For the average UK person with a footprint of about 8 tons of carbon dioxide – although estimates of average footprint vary – this translates to about 24sq m of Arctic sea-ice.

The study finds that another 1,000 gigatons of anthropogenic carbon dioxide will be enough to entirely melt the Arctic summer sea-ice. The findings are published in the journal Science.

Dirk Notz, leader of a Max Planck Research Group at the Max Planck Institute for Meteorology, told IBTimes UK that the relationship between global anthropogenic carbon emissions and the trend in loss of summer sea-ice was remarkably straightforward.

The team looked at the long-term changes in summer sea-ice levels from one year to the next. "If the climate was stable there would be no long-term trend. But there's a very strong trend in that there is less sea ice every year."

How much of that yearly decrease was down to human emissions had not been calculated in this way before. "We came up with some very intuitive numbers for the effect that each and every one of us has on the sea ice," Notz says.

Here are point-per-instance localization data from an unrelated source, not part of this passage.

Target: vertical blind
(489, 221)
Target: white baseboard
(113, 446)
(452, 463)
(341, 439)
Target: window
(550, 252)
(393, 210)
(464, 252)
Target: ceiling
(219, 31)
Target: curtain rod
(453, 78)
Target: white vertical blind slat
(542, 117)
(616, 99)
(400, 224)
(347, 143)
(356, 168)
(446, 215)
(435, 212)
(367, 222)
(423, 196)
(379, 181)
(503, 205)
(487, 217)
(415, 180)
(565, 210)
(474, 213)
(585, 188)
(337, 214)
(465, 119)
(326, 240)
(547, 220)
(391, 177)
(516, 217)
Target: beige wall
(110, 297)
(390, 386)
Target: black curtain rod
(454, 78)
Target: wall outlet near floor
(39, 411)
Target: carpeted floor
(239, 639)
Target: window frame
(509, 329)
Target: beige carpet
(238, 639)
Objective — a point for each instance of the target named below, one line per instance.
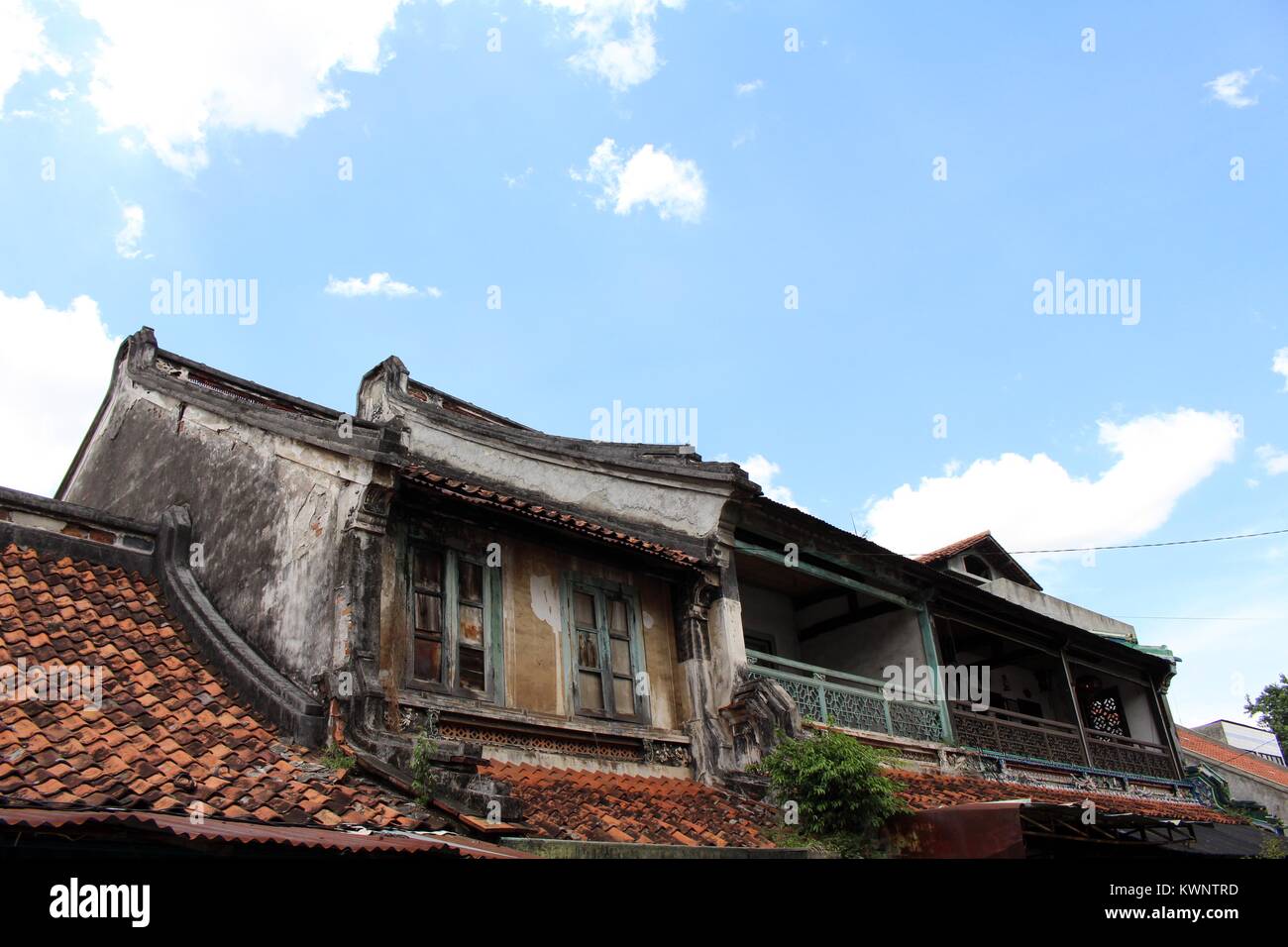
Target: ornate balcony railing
(1129, 755)
(1018, 735)
(849, 699)
(1034, 737)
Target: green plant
(1273, 847)
(837, 789)
(423, 768)
(1271, 709)
(335, 758)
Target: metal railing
(849, 699)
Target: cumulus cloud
(172, 72)
(1033, 502)
(617, 38)
(1231, 86)
(648, 175)
(376, 285)
(132, 231)
(764, 472)
(67, 385)
(24, 47)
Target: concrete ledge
(299, 715)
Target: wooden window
(456, 622)
(606, 655)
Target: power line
(1153, 545)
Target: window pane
(472, 668)
(621, 651)
(589, 690)
(588, 652)
(584, 608)
(429, 612)
(428, 570)
(617, 615)
(623, 696)
(471, 581)
(428, 661)
(472, 625)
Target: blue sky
(653, 268)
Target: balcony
(1034, 737)
(849, 699)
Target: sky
(922, 269)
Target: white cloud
(1033, 502)
(24, 47)
(1274, 460)
(648, 175)
(55, 365)
(1229, 88)
(132, 231)
(763, 472)
(174, 71)
(375, 285)
(617, 37)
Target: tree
(1271, 709)
(838, 789)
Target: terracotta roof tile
(482, 496)
(936, 789)
(1231, 757)
(167, 733)
(612, 806)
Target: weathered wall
(1245, 789)
(266, 509)
(870, 647)
(533, 633)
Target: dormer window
(979, 569)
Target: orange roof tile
(936, 789)
(167, 736)
(612, 806)
(1239, 759)
(471, 492)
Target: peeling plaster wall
(868, 648)
(533, 624)
(267, 510)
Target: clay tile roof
(469, 492)
(1231, 757)
(953, 548)
(167, 735)
(612, 806)
(936, 789)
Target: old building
(558, 625)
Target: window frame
(450, 605)
(601, 591)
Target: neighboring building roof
(469, 492)
(141, 825)
(993, 552)
(167, 733)
(1232, 757)
(652, 809)
(936, 789)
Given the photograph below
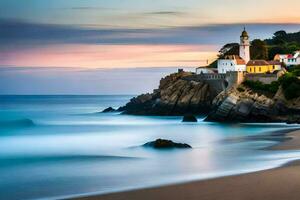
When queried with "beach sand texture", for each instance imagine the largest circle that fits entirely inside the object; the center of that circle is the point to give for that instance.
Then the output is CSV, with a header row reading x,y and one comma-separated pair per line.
x,y
276,184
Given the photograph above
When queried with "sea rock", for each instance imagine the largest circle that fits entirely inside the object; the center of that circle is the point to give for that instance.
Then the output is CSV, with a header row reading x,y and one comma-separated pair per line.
x,y
177,95
248,106
189,118
166,144
109,109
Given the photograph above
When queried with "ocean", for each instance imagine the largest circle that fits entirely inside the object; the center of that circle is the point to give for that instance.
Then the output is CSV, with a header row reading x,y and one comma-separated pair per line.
x,y
54,147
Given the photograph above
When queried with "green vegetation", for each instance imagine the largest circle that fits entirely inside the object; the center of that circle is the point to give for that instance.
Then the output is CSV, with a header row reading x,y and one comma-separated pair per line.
x,y
283,43
290,85
280,43
295,70
240,89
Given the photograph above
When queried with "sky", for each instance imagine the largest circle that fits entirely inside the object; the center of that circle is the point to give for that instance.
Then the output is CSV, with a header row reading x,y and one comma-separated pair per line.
x,y
87,41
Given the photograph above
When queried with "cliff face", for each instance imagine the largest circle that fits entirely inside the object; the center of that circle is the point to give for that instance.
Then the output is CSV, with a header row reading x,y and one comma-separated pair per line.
x,y
247,106
175,96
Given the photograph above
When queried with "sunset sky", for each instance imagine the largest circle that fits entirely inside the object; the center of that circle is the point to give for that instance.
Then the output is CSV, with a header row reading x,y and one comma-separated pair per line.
x,y
79,35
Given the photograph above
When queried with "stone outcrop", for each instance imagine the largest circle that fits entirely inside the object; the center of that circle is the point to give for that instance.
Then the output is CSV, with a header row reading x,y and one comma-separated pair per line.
x,y
189,118
175,96
109,109
245,105
166,144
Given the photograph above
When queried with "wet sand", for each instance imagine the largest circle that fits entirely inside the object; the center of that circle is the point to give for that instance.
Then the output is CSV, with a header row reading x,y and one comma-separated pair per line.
x,y
276,184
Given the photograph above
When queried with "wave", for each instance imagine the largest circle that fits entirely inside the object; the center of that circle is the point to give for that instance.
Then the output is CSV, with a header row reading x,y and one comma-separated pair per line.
x,y
16,123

"So far, climate change has often felt like a rather abstract notion. Our results allow us to overcome this perception," says study co-author Julienne Stroeve of the US National Snow and Ice Data Centre. "For example, it is now straightforward to calculate that the carbon dioxide emissions for each seat on a return flight from, say, London to San Francisco causes about 5sq m of Arctic sea ice to disappear."

Polar bear
Polar bears rely on Arctic sea ice for hunting. iStock

The sensitivity of the Arctic sea-ice has been underestimated in previous studies, the authors say. "It seems that it's not primarily the sea ice models that are responsible for the mismatch. The ice just melts too slowly in the models because their Arctic warming is too weak," says Stroeve.

Notz adds that on average in the models for each ton of carbon dioxide there is, only 1.75sq m of sea ice disappear. Notz and Stroeve used satellite data rather than models to see how much ice had melted, and measured how this related to global carbon emissions to reach the higher figure.

Over the past 40 years, Arctic summer sea-ice has shrunk by more than half and climate models predict that the other half will be gone by the middle of the 21st Century if climate emissions continue as usual.